BAB I
PENDAHULUAN
A.
Latarbelakang
Masalah
Islam
merupakan agama Rahmatan lil ‘alamin yang dianugrahkan kepada seluruh
umat manusia. Seiring dengan perkembangan zaman, dalam situasi dan kondisi yang
berubah-ubah tentu akan menimbulkan berbagai pertanyaan mengenai
permasalahan-permasalahan yang timbul di masyarakat, mulai dari masalah
pribadi, keluarga, ekonomi, hukum, dan lain-lain. Disinilah agama Islam
terbukti sebagai agama yang mampu menjawab segala permasalahan dan sesuai
dengan perkembangan zaman. Para ulama mengeluarkan fatwa-fatwa yang bertujuan
untuk menjawab permasalahan-permalahan tersebut, mewujudkan kemaslahatan dan
mencegah atau menolak berbagai kerusakan bagi umat manusia dengan menyesuaikan
pada tujuan syari’at atau disebut dengan maslahah mursalah.
Dalam
makalah ini pemakalah akan memaparkan mengenai maslahah mursalah yang akan
membuka wawasan kita mengenai kajian ushul fiqih.
B. Rumusan
Masalah
1.
Apa
pengertian maslahah mursalah?
2.
Apa saja
macam-macam maslahah mursalah?
3.
Apa saja
syarat-syarat maslahah mursalah?
4.
Bagaimana
kehujjahan maslahah mursalah?
BAB II
PEMBAHASAN
A. Pengertian
Maslahah Mursalah
Maslahah
mursalah menurut lughat terdiri dari dua kata, yaitu maslahah dan mursalah.
Kata
maslahah berasal dari kata kerja bahasa arab يَصْلُحُ – صَلَحَ menjadi صُلْحاً atau مَصْلَحَةً yang
berarti sesuatu yang mendatangkan kebaikan. Sedangkan kata mursalah
berasal dari kata kerja yang ditasrifkan sehingga menjadi isim maf’ul,
yaitu: مُرْسِلٌ – اِرْساَلاً – يُرْسِلُ – اَرْسَلَ menjadi مُرْسَلٌ yang
berarti diutus, dikirim atau dipakai (dipergunakan). Perpaduan dua kata menjadi
maslahah mursalah yang berarti prinsip kemaslahatan (kebaikan) yang
dipergunakan menetapkan suatu hukum Islam.

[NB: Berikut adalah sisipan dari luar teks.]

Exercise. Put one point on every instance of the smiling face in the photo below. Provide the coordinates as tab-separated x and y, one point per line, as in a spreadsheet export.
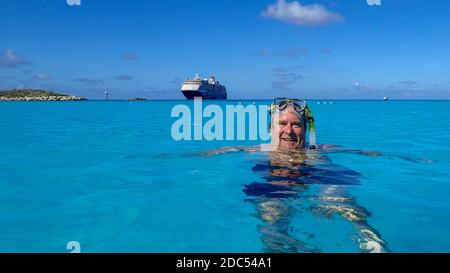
291	131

Juga dapat berarti, suatu perbuatan
yang mengandung nilai baik (bermanfaat).[1][1]
Menurut
Muhammad Hasbi As-Siddiqi, maslahah ialah:
اَلْمُحَافَظَةُ
عَلَى مَقْصُوْدِ الشَّارِعِ بِدَفْعِ الْمَفَاسِدِ عَنِ الْخَلْقِ.
Artinya:
“Memelihara tujuan syara’ dengan jalan
menolak segala sesuatu yang merusakkan makhluk.” (lihat: Hasbi As-Siddiqi, Pengantar
Hukum Islam, Juz I, halaman 236)
Menurut
Imam Ar-Razi maslahah adalah sebagai berikut:
بِاَنَّهَا
عِبَارَةٌ عَنِ الْمَنْفَعَةِ الَّتِيْ قَصَدَهاَ الشَّارِعُ الْحَكِيْمُ
لِعِبَادِهِ فِى حِفْظِ دِيْنِهِمْ وَنُفُوْسِهِمْ وَعُقُوْلِهِمْ وَنَسْلِهِمْ
وَاَمْوَالِهِمْ.
Artinya:
“Maslahah adalah perbuatan yang
bermanfaat yang telah diperintahkan oleh musyarri’ (Allah) kepada hambaNya
tentang pemeliharaan agamanya, jiwanya, akalnya, keturunannya, dan harta
bendanya.”(Lihat: Al Mahsul oleh Ar-Razi, juz II, halaman 434).
Sedangkan
menurut Imam Al-Ghazali:
اَمَّا
الْمَصْلَحَةُ فَهِيَ عِبَارَةٌ فِى الْاَصْلِ عَنْ جَلْبِ مَنْفَعَةٍ اَوْ دَفْعِ
مَضَرَّةٍ.
Artinya:
“Maslahah pada dasarnya ialah meraih
manfaat dan menolak madarat.” (lihat: Al-Mustafa oleh Imam Al-Ghazali, Juz I,
halaman 39).[2][2]
Adapun
definisi lain mengenai maslahah mursalah, yaitu Menurut bahasa, maslahan
berarti manfaat dan kebaikan, sedang mursalah berarrti lepas. Menurut
istilah, masalahah mursalah ialah kemaslahatan yang tidak di tetapkan
oleh syara’ dalam penetapan hukum dan tidak ada dalil yang menyuruh mengambil
atau menolaknya.
Maslahah
Mursalah itu yang mutlak, karena ia tidak terikat oleh dalil yang
mengakuinya atau dalil yang membatalkannya. Misalnya kemaslahatan yang
karenanya para sahabat mensyariatkan pengadaan penjara, pencetakan mata uang,
penetapan tanah pertanian di tangan pemiliknya dan memungut pajak terhadap
tanah itu, atau lainnya yang termasuk kemaslahatan yang dituntut oleh berbagai
kebutuhan atau berbagai kebaikan namun belum disyariatkan hukumnya dan tidak
ada bukti syara’ yang menunjukkan terhadap pengakuan atau pembatalannya.[3][3]
B.
Macam-Macam
Maslahah Mursalah
1.
Maslahah
Mu’tabarah
yaitu
kemaslahatan yang didukung oleh syari’ dan dijadikan dasar dalam penetapan
hukum.
Misalnya
kewajiban puasa pada bulan ramadhan. Mengandung kemaslahatan bagi manusia,
yaitu untuk mendidik manusia agar sehat secara jasmani maupun rohani.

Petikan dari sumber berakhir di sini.